Public debt is another essential financing mechanism for development. As long as funds raised by external or domestic borrowing support strategic productive investment, they can foster growth without threatening future financial stability. It is, therefore, important for countries to reach long-term debt sustainability. This topic is covered in depth in Developing countries' external debt sustainability.

FDI remains a vital source of financing for development. With inflows of US$740 billion in developing and transition economies in 2018, FDI was the largest source of external financing in these countries (UNCTAD, 2019). Moreover, these flows are directly linked to the main drivers of productive growth and employment creation: establishment of new businesses and greenfield investments; expansion of operations; acquisition of machinery and equipment; upgrade of technology, knowledge and innovation; and others. However, FDI inflows are not distributed evenly among countries; instead, they are concentrated among countries with higher growth prospects, stronger rule of law and respect for contracts, and stable institutions. This means that some countries with urgent financing needs may be bypassed. FDI to LDCs represented only 1.8 per cent of global inflows in 2018, for example (UNCTAD, 2019). In addition, this source of external financing remains tied to macroeconomic performance and the global economic climate. It is, therefore, typically a pro-cyclical flow that may be absent in times when sustained financing is most needed. The promotion of FDI in LDCs will be covered later in this chapter.

Remittances lack the employment creation potential of FDI because they are managed directly by individuals and are mostly directed towards household consumption. Their capacity to raise productive investment is, therefore, limited. However, remittances are an indispensable source of income for many countries. In LDCs, for example, they are the most important source of external financing, remaining substantially higher than FDI in 2018 (US$40 billion compared with US$24 billion) (UNCTAD, 2019). Remittances are also a stable source of income for families, contributing to housing, nutrition, health and education. Thus, they act as an important social safety net. In addition, in countries with an active support policy, remittances have become a significant source of funds for improving social and economic infrastructure.

Official international support plays a unique role when it comes to supporting global development, especially for LDCs and other vulnerable economies. In addition to its concessional nature, official support is the only source of financing available in many cases. Especially in situations of low rentability or high risk, official support can become important for mobilizing additional resources. This source of funding is described in greater detail in Official Support for Sustainable Development.
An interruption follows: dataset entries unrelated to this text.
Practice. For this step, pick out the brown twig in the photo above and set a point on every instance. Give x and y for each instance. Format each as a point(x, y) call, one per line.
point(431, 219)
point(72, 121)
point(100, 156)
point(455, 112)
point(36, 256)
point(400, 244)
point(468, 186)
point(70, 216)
In this context, it is also important to monitor South-South Cooperation. Links and connections between countries of the Global South have expanded in volume and scope over the previous decades. This is explained to a certain extent by the increasing political and economic weight of several emerging and developing economies across Asia, Africa and Latin America. It is now recognized as an important source of finance for development. Its importance is emphasized in the 2030 Agenda and the Addis Ababa Action Agenda. However, for a variety of reasons, including the lack of a universally accepted definition and opacity regarding its scope and coverage, South-South Cooperation has proven hard to quantify (Besharati and MacFeely, 2019). For this reason, at the 51st session of the UN Statistical Commission in 2020, a special working group on the measurement of development support was established to develop an indicator for SDG target 17.3 (United Nations Statistical Commission, 2020, decision 1). This work will include recommendations on how to measure South-South Cooperation.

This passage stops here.